No dia 24 de junho de 2017 foi realizada a oficina “Chegadas e Partidas: Construindo Relações Acolhedoras e Reparadoras”. O encontro contou com a participação da psicóloga Beatriz Damato, do Instituto 4 Estações e das técnicas Rosângela de Jesus Reis Oliveira e Luciana Souza da Silva que atuam em um SAICA na cidade de São Paulo.

Beatriz iniciou a apresentação mencionando que o abandono corresponde à privação do vínculo afetivo e uma ruptura com a maternagem, que pode ser tanto parcial quanto total. Compreender tal ruptura é importante para que seja possível situar o luto que a criança ou o adolescente vivem quando são acolhidos. Sempre que existe uma coisa perdida, há a possibilidade de vivenciar um luto. A psicóloga citou dois possíveis tipos de luto: 1) luto real e 2) luto simbólico.

Por que o luto acontece?

Nossas experiências e relacionamentos compõem nosso senso de segurança, que é formado pelo mundo que é conhecido, familiar. Este senso não tem relação direta com aspectos qualitativos e é individual (cada um de nós tem um padrão para se sentir seguro).
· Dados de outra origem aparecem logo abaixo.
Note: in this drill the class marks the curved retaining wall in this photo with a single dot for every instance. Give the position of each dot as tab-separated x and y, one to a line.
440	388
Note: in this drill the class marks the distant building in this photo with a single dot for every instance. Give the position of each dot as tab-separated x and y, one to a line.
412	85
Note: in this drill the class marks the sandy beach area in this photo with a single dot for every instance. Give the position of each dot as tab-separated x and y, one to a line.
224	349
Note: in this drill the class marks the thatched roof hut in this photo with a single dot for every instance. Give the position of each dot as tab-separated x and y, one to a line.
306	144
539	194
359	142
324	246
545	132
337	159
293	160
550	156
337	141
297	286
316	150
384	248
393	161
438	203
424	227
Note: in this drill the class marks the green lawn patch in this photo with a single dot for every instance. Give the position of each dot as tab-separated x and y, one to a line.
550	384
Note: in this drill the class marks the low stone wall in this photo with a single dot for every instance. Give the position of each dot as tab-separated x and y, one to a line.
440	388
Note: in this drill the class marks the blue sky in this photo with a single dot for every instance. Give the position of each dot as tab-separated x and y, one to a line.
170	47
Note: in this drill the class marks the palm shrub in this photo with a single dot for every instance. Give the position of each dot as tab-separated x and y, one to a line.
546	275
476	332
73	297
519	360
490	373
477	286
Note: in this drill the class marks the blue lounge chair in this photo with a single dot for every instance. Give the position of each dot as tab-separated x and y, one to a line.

Ao perdermos esta segurança e aquilo que é nossa referência, vivemos um luto geralmente composto por muitas emoções diferentes, que podem ser ambivalentes, conforme a imagem abaixo:

O que a criança ou adolescente perde ao ser acolhido?

            Muitas vezes, os profissionais querem aliviar e sanar a tristeza que as crianças e adolescentes sentem no momento da chegada, mostrando o que eles estão “ganhando” ao estar lá. Para Beatriz, os profissionais costumam ter dificuldade para lidar com a tristeza da criança ou adolescente e não conseguem conversar e ouvir o que sentem; muitas vezes nem sabem que existe um processo de luto sem morte. Também não é incomum que o próprio acolhido negue esse processo de perda. A questão é que ao não validarmos e reconhecermos este luto inicial, a criança ou adolescente pode acabar se isolando na própria dor. A psicóloga mencionou que nos estudos sobre luto, uma das piores situações para se viver acontece quando uma pessoa não tem seu luto validado. Concretamente, ao ser acolhido, a criança ou adolescente perde a convivência com a família, a casa, os brinquedos, as comidas, os cheiros, barulhos, hábitos, o contato com vizinhos e comunidade, a escola que frequentava, os lugares conhecidos, dentre outros aspectos.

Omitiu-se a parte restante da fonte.